- n. the amount that will fit in a wagon
GNU Webster's 1913
- n. As much as a wagon will hold; enough to fill a wagon; a wagonload.
- wagon + -ful (Wiktionary)
“At her age, working in an office could have been the prelude to a diamond solitaire and a farewell bridal shower, but the acne and the wagonful of baggage (the widowed mother and the crippled sister) were liabilities she could not overcome.”
“They're coming to Colorado, Idaho, Montana and Tennessee by the wagonful to, yet again, leave a big pile of crap for these states to deal with by 2020.”

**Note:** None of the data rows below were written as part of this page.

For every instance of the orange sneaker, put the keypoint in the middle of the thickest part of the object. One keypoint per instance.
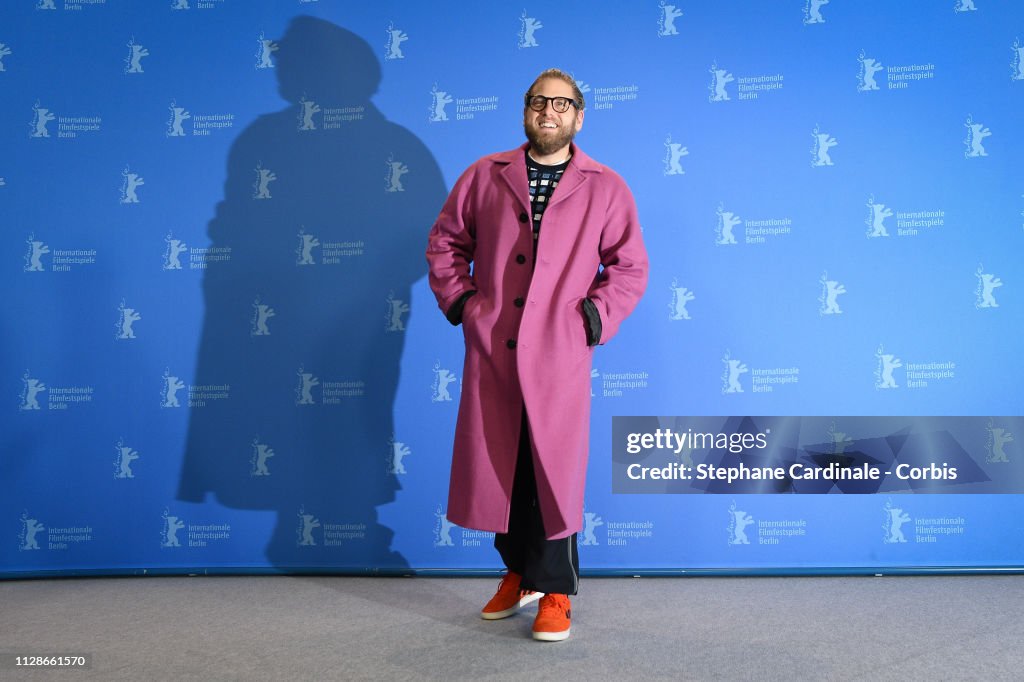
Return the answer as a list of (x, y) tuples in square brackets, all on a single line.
[(552, 623), (509, 598)]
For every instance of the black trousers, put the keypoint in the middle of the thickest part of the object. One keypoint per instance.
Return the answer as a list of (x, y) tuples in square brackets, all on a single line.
[(551, 566)]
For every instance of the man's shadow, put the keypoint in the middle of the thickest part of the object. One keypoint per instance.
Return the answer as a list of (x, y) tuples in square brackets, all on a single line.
[(326, 210)]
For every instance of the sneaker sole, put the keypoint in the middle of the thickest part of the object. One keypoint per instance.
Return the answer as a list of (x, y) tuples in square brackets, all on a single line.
[(498, 615), (551, 636)]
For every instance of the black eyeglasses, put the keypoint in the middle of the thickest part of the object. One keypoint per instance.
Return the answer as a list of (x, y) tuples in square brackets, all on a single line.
[(560, 104)]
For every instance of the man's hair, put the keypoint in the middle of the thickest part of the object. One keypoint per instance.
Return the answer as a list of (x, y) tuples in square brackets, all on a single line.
[(562, 76)]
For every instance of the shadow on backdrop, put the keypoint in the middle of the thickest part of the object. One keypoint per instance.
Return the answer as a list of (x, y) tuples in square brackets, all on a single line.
[(305, 321)]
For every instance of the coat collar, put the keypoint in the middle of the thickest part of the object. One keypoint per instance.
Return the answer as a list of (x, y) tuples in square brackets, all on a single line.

“No sooner had he settled in at the trading post than here the Berrybenders came, with Lady Tasmin herself driving a wagonful of servants and attendants.”
“A wagonful of good presents, properly distributed, will take the fight out of most savages, given time.”
“But the grinning man now pushing a gun into his armpit looked like he could lift a wagonful of watermelons.”
“They buried Jake Spoon by moonlight on the slope above the creek and, after some discussion, cut down Roy Suggs and little Eddie, plus the old man Dan Suggs had killed, a drummer named Collins with a wagonful of patent medicines.”
“An old man had been crossing the tracks with a wagonful of pigs.”
“Then Bruce wheeled her out the way Grandpere Jack would wheel a wagonful of cow manure, his head back and his arms extended so the stench would be as far away from him as possible.”
“Once or twice a day Patches and I passed a lone cowboy on a gaunt horse, or a wagonful of Mexicans.”
“She spent the entire morning in town, returning about three o'clock with a wagonful of purchases.”